The Benromach 50 years old is bottled at the natural cask strength of 44.6% ABV and is non chill-filtered and of natural colour. It is presented in a bespoke decanter and wooden casket with a price of £8,000/ €9,000/ $10,000 US each.

Our tasting notes
The colour is a deep mahogany brown and the nose is rich and expressive. Initial aromas of milk chocolate and coffee are backed up by robust malted cereals and rum n' raisin ice cream. There are also further aromas of prunes, dates and figs with some soft and earthy wood spices. A whiff of delicate peat smoke rounds things off.

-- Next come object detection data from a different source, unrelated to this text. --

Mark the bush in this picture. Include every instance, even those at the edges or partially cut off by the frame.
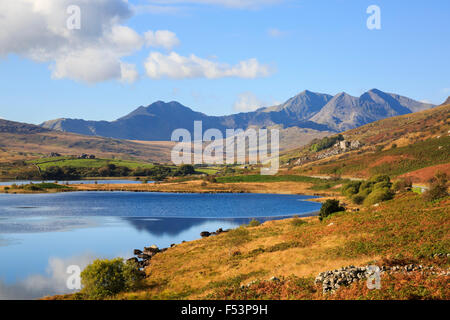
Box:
[423,172,448,201]
[319,199,345,221]
[291,217,307,227]
[248,219,261,227]
[351,194,366,204]
[364,188,393,205]
[342,181,361,197]
[174,164,196,177]
[81,258,143,299]
[392,178,412,192]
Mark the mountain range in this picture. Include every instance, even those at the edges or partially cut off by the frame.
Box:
[40,89,434,141]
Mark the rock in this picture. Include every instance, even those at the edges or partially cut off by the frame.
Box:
[127,257,139,263]
[144,245,160,255]
[269,277,280,282]
[138,253,152,260]
[200,231,211,238]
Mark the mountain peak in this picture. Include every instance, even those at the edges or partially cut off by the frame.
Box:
[441,96,450,106]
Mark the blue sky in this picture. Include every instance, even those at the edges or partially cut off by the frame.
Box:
[0,0,450,123]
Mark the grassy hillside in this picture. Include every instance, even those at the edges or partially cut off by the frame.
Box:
[48,192,450,299]
[30,157,154,170]
[0,120,174,163]
[282,105,450,182]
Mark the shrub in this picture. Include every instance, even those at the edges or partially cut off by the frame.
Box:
[291,217,307,227]
[392,178,412,192]
[319,199,345,221]
[369,174,391,183]
[81,258,143,299]
[364,188,393,205]
[248,219,261,227]
[174,164,195,177]
[423,172,448,201]
[351,194,366,204]
[342,181,361,197]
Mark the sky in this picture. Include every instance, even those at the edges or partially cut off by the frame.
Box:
[0,0,450,124]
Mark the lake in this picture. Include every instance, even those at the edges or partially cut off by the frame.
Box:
[0,192,321,299]
[0,180,146,186]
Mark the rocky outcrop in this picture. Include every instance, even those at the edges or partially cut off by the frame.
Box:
[314,264,450,294]
[200,228,229,238]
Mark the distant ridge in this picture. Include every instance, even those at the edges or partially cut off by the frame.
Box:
[41,89,434,141]
[441,96,450,106]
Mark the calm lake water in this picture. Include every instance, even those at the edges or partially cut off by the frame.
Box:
[0,192,321,299]
[0,180,146,186]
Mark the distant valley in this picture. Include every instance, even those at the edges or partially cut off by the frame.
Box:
[41,89,434,141]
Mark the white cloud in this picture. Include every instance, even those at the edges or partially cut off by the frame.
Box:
[233,91,267,112]
[149,0,284,9]
[0,0,179,83]
[120,63,139,83]
[0,254,95,300]
[144,30,180,50]
[0,0,277,83]
[267,28,286,38]
[145,52,271,79]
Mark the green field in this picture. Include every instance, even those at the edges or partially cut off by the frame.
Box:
[31,157,154,170]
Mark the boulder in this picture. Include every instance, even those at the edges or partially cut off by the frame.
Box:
[138,253,152,260]
[144,245,160,255]
[127,257,139,263]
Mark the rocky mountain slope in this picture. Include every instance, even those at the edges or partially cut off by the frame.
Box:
[41,89,433,141]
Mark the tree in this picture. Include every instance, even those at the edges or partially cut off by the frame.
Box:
[319,199,345,221]
[423,172,448,201]
[81,258,144,299]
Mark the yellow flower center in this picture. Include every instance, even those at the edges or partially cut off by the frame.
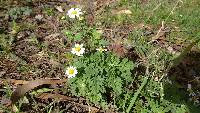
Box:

On the palate this whisky has an immediate juiciness and vibrancy that belies its age. First comes a wave of prune juice and raisins with hints of apricot jam and black treacle. This is followed by further notes of butterscotch, caramel and warm ginger cake. The complexity and depth continues to develop with the introduction of candied peel, orange oil and crystalised ginger, along with wood and baking spices - think of cinnamon, mace, all-spice with a hint of clove and liquorice root. A robust maltiness and some faint earthy smoke also gets added in to the mix, plus final hints of cocoa powder and menthol tobacco.

The finish is long and juicy. It has so much depth. The dried fruits linger well, before giving way to the more robust malt and spices. The delicate soft smoke is always swirling around and now becomes more prominent.

What's the verdict?
It is a real treat to get to sample this rare whisky, the oldest that the distillery has ever released. Even with the amount of samples that we get sent and the amount of whisky that we are exposed to, we rarely get the opportunity to taste something of this age. The depth and complexity of flavour is exquisite.

Of course it is expensive, but then any whisky that is 50 years of age is going to be. You are paying for the extreme rarity, time and the experience of staff nurturing this cask through five decades in a warehouse. Not a 'whisky for everyone' for that reason (- sorry, someone always comments this whenever we review an expensive whisky), but it is a 'whisky for someone'. Fantastic stuff.